Douglas A. McIntyre is the co-founder, chief executive officer and editor in chief of 24/7 Wall St. and 24/7 Tempo. He has held these jobs since 2006.

McIntyre has written thousands of articles for 24/7 Wall St. He is an expert on corporate finance, the automotive industry, media companies and international finance. He has edited articles on national demographics, sports, personal income and travel.

His work has been quoted or mentioned in The New York Times, The Wall Street Journal, Los Angeles Times, The Washington Post, NBC News, Time, The New Yorker, HuffPost USA Today, Business Insider, Yahoo, AOL, MarketWatch, The Atlantic, Bloomberg, New York Post, Chicago Tribune, Forbes, The Guardian and many other major publications. McIntyre has been a guest on CNBC, the BBC and television and radio stations across the country.

A magna cum laude graduate of Harvard College, McIntyre also was president of The Harvard Advocate. Founded in 1866, the Advocate is the oldest college publication in the United States.

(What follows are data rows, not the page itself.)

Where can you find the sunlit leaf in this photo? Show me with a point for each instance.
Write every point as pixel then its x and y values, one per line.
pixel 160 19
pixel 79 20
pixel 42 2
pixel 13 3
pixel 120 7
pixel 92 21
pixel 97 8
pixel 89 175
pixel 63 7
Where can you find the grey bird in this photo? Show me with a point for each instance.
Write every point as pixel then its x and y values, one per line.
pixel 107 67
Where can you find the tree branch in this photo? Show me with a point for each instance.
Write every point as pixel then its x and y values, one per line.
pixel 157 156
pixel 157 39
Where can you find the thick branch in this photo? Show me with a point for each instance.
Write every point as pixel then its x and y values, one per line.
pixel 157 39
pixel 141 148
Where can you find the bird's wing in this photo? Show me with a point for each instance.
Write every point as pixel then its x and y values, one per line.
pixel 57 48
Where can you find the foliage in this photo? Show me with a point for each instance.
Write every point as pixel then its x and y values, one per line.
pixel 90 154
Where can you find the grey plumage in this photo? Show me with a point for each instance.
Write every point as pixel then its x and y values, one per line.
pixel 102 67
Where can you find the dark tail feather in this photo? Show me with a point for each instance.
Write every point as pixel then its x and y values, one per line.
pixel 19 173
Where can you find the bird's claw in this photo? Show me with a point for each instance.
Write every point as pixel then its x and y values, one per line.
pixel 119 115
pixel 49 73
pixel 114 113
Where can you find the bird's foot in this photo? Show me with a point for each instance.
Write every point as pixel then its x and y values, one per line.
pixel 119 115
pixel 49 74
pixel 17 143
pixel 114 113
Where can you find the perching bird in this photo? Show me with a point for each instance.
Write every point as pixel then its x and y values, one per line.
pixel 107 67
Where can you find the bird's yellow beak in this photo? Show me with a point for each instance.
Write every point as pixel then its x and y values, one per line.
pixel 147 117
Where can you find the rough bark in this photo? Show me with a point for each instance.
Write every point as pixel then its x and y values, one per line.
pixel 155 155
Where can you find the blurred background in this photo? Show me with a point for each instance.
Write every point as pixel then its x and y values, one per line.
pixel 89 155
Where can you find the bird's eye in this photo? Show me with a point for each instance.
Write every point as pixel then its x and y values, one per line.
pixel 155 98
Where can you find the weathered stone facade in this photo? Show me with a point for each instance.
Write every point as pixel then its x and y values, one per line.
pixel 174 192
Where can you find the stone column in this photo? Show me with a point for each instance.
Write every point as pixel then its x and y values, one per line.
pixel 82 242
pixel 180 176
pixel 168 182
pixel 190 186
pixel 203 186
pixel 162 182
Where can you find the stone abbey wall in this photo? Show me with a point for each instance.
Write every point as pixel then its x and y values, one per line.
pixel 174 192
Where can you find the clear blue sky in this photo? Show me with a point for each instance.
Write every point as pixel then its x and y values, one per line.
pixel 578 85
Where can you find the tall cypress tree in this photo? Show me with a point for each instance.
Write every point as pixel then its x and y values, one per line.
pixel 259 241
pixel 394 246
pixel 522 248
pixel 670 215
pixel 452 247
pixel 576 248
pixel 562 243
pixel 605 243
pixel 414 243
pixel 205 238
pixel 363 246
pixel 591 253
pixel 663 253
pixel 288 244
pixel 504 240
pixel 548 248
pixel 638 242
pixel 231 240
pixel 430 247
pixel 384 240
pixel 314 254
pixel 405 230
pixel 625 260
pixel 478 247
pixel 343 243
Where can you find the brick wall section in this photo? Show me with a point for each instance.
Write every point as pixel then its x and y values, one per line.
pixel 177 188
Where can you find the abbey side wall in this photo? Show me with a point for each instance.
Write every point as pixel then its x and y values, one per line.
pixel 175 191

TheStreet.com, Comps.com and Edgar Online are some of the public companies for which McIntyre served on the board of directors. He was a Vicinity Corporation board member when the company was sold to Microsoft in 2002. He served on the audit committees of some of these companies.

McIntyre has been the CEO of FutureSource, a provider of trading terminals and news to commodities and futures traders. He was president of Switchboard, the online phone directory company. He served as chairman and CEO of On2 Technologies, the video compression company that provided video compression software for Adobe’s Flash. Google bought On2 in 2009.